Friday, July 30, 1943

The barracks seem ready and the contractors men are conspicuous by their absence. The bus returned and two girls with it as secretaries—a silly idea with plenty of men available to do the work. Bill made jam and we tried it on toast with coffee in company with Crane and Cromwell tonight. There’s still no news when you’re coming—hope to hear more tomorrow.


Wednesday, July 28, 1943

Things are moving faster, a petition’s been filed by our committee with the Commandant to be forwarded the General in Command. They were strong and I’ll try to keep copies of them. Last night a group circulated a resolution for signature by internees, supporting the petition and further requesting that the Chairman and Vice Chairman be permitted to present our case to the Co.
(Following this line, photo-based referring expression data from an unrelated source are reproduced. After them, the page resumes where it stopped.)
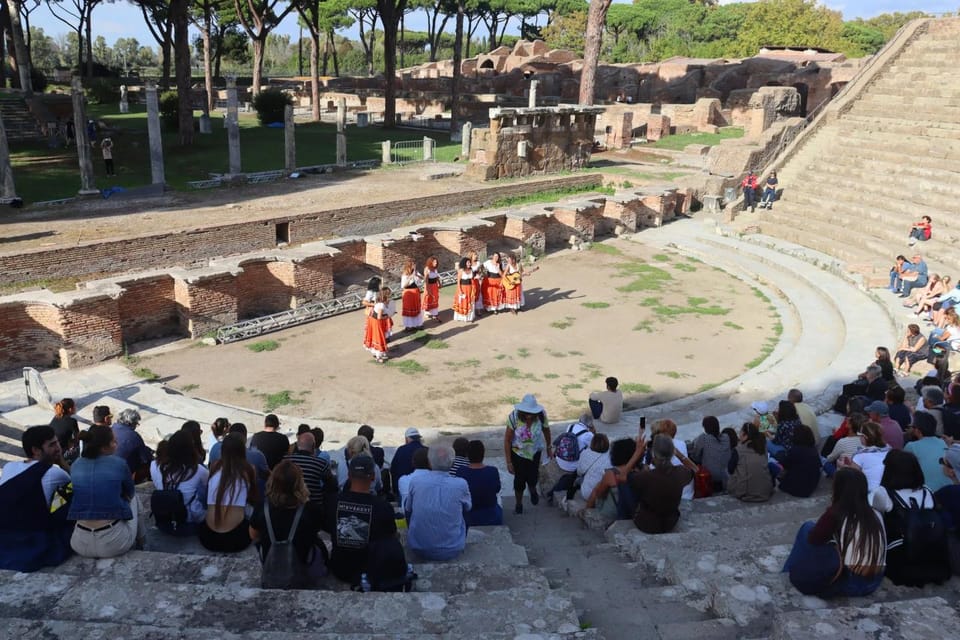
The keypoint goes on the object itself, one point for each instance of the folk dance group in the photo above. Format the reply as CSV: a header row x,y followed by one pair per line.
x,y
492,286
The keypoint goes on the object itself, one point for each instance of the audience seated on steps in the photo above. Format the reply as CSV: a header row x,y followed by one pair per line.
x,y
801,465
34,495
843,553
365,541
484,484
231,493
130,446
657,490
948,500
286,504
421,466
435,507
916,549
270,441
928,449
750,478
105,505
179,500
592,464
711,449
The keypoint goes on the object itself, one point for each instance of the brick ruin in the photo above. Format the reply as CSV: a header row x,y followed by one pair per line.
x,y
95,322
523,142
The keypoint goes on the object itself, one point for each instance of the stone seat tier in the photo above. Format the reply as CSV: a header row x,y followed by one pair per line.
x,y
240,609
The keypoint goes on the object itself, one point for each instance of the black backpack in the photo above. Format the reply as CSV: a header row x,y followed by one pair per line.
x,y
282,567
167,505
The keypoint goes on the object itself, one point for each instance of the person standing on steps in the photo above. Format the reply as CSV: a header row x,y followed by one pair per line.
x,y
525,439
749,186
769,191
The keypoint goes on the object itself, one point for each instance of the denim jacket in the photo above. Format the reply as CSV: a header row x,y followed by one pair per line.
x,y
102,488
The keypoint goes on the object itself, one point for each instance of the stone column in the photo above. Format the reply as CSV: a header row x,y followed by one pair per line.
x,y
465,139
156,139
341,132
233,127
7,188
87,185
289,139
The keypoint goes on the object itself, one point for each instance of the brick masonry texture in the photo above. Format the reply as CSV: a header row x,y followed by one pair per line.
x,y
102,317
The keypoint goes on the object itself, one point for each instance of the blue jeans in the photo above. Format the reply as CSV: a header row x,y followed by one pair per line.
x,y
848,584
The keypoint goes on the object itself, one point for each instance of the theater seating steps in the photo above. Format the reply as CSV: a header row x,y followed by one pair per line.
x,y
858,181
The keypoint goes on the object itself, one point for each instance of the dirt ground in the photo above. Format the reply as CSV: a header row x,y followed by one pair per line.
x,y
665,325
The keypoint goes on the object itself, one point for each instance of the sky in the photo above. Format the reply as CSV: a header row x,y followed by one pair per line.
x,y
123,20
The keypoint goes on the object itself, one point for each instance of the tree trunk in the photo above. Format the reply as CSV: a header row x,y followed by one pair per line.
x,y
457,62
180,17
258,47
20,47
207,67
596,17
315,73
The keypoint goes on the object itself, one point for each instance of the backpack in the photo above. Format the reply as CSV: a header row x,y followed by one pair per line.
x,y
168,508
567,445
282,567
923,540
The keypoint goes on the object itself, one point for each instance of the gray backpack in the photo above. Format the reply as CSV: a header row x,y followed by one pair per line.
x,y
282,568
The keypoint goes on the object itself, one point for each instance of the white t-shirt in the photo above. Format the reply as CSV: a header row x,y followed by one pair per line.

Gen. personally soon as possible. Everyone here signed it with the exception of Bradney who doesn’t approve anything…


Monday, July 26, 1943

Cigarettes 35 cents per pack today. I’ll have to stop smoking again—With more success I hope. The grounds around the barracks are being cleared by the contractor, I guess they’re nearly finished. The look dark and foreboding, Darling, I love you.


Saturday, July 24, 1943

…The lumber raiders, headed by young Francisco, overdid it this morning and the Guard Captain announced today that if caught they would be dealt with according to military law. The F’s are up to their customary practices and among other things allegedly running three gambling games. The repatriation rumor is in part a fact, 21 of us here have been approached on the subject. I hope you’re not on the list, but I would be surprised if you are. No—you’ll be up here with me—one of these days.


Friday, July 23, 1943

I didn’t get to bed early enough last night. Monitors meeting that indicated our peculiar position here and indicated that you probably will not be coming up except under violent protest until the middle of next month at the least. The lightless, waterless, toiletless barracks are being desperately protested and it may be that the visit of Lt. Gen. Kuroda was significant. At any rate his reaction is being awaited. We’re getting along. The noon meal yesterday had bad meat in it. My leg is nearly healed but I’m still running to the bath room 4-5 times a day… The uncertainty of things has bad effects—morale and things are sort of drifting. They used the month’s allotment of gas for the truck hauling shrubs and trees for beautification planting so had to keep the bus here to haul 5 sacks of rice from the RR Sta. That sort of thing burns everybody up. Manning is quite discouraged, can’t get anyone to do anything and no one likes what he does—he has charge of labor pool personnel I’d like to help him out but I’m going to pursue my own program.


Friday, July 16, 1943

The picture of our super executive chief of the const. dept. personally shoveling a hole in front of the Gym for the planting of a shrub while the septic tank out in back was overflowing aroused a great deal of comment today—slightly exaggerated maybe, but substantially the truth. Hamburgers tonight for the first time, tasted good too.


Thursday, July 15, 1943

Cal went to Manila today. Commandant offered information yesterday that new barracks would be turned over to us without electricity, running water and other than Chick Sale affairs for toilets, to say nothing of a lack of concrete floors and verandas. Cal is going to protest and try and delay your arrival here. I hope you come up anyway and that they move men into the barracks and leave the buildings to the women. I want to see you. Hope you send some peanut butter some time.


Wednesday, July 14, 1943

I am having swell folding chair made, seat and back of rattan of course. In fact I think I’ll make it two if they’ll take my little one in the trade for pay of one… We sent packages and notes today; I sent ₱20 and I hope you buy a few things for yourself.